The core addition is replacing the single action expert with a sparse mixture whose routing comes from a lightweight phase head, plus a two-stage training that first warms up the experts on the usual flow-matching loss before adding the routing alignment objective. This keeps the pretrained VLA backbone intact and targets the practical issue that one expert struggles to handle distinct phases in manipulation sequences.

The setup is straightforward and the reported gains on simulation benchmarks are presented as coming from that combination. The ablations are said to confirm that both the phase supervision and the staged optimization matter for the improvement.

The main limitation is that all results stay in simulation, with no variance numbers, dataset sizes, or exclusion details supplied in the abstract. The phase cues have to be accurate enough to route without degrading the underlying flow-matching generation, and that assumption is not stress-tested outside the reported tasks.
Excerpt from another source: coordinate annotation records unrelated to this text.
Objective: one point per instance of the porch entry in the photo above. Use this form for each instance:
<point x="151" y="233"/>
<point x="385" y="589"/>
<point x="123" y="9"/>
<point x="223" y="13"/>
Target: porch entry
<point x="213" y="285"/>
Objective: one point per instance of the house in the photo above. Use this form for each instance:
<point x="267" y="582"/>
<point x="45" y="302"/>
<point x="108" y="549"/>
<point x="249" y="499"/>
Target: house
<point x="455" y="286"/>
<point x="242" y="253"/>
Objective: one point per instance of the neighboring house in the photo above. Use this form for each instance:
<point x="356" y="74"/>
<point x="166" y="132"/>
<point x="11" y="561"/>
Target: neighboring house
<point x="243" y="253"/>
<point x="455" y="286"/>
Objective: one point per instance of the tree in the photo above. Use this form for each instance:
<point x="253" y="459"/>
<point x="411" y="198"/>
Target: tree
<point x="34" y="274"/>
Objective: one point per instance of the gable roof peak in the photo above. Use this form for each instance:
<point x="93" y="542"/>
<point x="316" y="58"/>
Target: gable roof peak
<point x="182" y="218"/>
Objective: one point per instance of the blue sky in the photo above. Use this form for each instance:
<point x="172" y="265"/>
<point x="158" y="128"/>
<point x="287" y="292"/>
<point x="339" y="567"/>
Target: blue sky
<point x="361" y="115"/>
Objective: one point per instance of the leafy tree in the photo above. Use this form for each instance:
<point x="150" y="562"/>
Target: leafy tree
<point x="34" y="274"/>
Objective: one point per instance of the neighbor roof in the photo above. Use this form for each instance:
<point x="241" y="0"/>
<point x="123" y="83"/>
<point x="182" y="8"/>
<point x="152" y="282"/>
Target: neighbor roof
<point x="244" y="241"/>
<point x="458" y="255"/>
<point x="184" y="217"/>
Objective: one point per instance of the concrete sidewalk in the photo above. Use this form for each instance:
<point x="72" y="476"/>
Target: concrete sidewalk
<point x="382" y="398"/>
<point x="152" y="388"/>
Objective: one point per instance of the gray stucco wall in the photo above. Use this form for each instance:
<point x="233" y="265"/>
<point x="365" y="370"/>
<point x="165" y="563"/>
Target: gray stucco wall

If the full paper shows stable phase prediction across varied conditions and includes stronger controls, the result looks more solid; otherwise the gains could be narrower.

This is aimed at groups already working on flow-matching or MoE variants for VLAs who want a plug-in way to add phase consistency. It is worth sending to peer review because the architecture is clear, the empirical claim is falsifiable on the stated benchmarks, and the problem it addresses is real even if the current evidence is scoped to simulation.

Referee Report

1 major / 2 minor

Summary. The paper proposes PAMAE, a plug-and-play Phase-Aware Mixture-of-Experts Action Module for flow-matching Vision-Language-Action (VLA) policies. It replaces the single action expert with a sparse mixture of experts, introduces a phase-aware router using execution-phase cues from a lightweight prediction head and a routing alignment objective, and employs a two-stage training scheme (warm-up under flow-matching loss followed by phase-consistent routing optimization). On multi-stage manipulation simulation tasks, it reports task success improvements of up to 9.2% over strong VLA baselines, with ablations indicating that both phase-supervised routing and staged optimization are essential.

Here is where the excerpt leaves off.